A venda ocorreu na sede do Rioprevidência, no centro do Rio, e integra o plano de desinvestimento da carteira imobiliária da autarquia. O objetivo declarado é reforçar o caixa do fundo previdenciário dos servidores estaduais, após perdas resultantes de investimentos no Banco Master.

O que muda, e o que não muda

A compra do terreno pelo próprio clube responde à dúvida central de quem acompanha o caso: a rotina do Clube dos Caiçaras segue como está. No site oficial da instituição, a diretoria reforçou que o restante da ilha já pertencia ao clube e que a aquisição da fração estadual manteve a regularidade das atividades no local.

A área é ocupada regularmente pelo clube há anos, por meio de instrumentos públicos de autorização de uso, com pagamento mensal da respectiva remuneração ao Rioprevidência. O processo anunciado, portanto, não altera a regularidade da ocupação atual.

"É importante registrar, ainda, que a fração objeto do leilão possui características específicas e está sujeita a limitações e condicionantes urbanísticas, ambientais e de uso, compatíveis com a natureza da ilha e com as atividades sociais, esportivas e recreativas aqui desenvolvidas."

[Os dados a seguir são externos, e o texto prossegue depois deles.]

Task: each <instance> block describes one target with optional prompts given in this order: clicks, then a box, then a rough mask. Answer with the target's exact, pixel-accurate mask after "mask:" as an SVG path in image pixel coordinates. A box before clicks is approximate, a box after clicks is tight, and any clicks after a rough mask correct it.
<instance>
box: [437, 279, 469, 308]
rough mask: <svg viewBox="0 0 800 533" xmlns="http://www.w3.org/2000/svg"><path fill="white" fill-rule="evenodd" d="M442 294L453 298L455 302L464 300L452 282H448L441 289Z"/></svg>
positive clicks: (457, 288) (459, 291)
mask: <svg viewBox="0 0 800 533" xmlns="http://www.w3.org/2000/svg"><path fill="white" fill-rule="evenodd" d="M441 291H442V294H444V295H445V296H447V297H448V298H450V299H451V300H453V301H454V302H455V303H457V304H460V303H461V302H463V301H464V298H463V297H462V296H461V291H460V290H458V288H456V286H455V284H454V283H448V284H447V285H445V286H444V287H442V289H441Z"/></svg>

O peso do passivo no Banco Master

O desinvestimento ocorre em um contexto financeiro específico. O governo do Rio investiu cerca de R$ 3,7 bilhões de recursos do Rioprevidência no Banco Master. A informação foi revelada pela Polícia Federal durante investigações sobre os aportes suspeitos realizados no Banco Master, o que colocou em risco o pagamento dos servidores inativos e pensionistas do governo do estado do Rio.

Na prática, o leilão de um ativo imobiliário de R$ 23,3 milhões tem efeito limitado diante de um passivo bilionário. A venda, contudo, sinaliza a estratégia da autarquia de converter imóveis em caixa para honrar compromissos previdenciários.

O que sustenta a operação em eventual discussão

Do ponto de vista jurídico, a regularidade do leilão depende da observância do procedimento licitatório e da publicidade dos atos. A existência de condicionantes urbanísticas e ambientais sobre a fração vendida, reconhecidas pelo próprio clube, é elemento que pode ser invocado tanto para validar quanto para questionar o negócio, a depender do que constar do edital e da matrícula do imóvel.

A dúvida razoável, aqui, não é sobre culpa, mas sobre transparência: quem fiscaliza o uso dos recursos do fundo tende a olhar primeiro para a motivação do desinvestimento, não para o valor do lance. É essa motivação, ligada às perdas no Banco Master, que deve concentrar a atenção de eventuais questionamentos administrativos ou judiciais.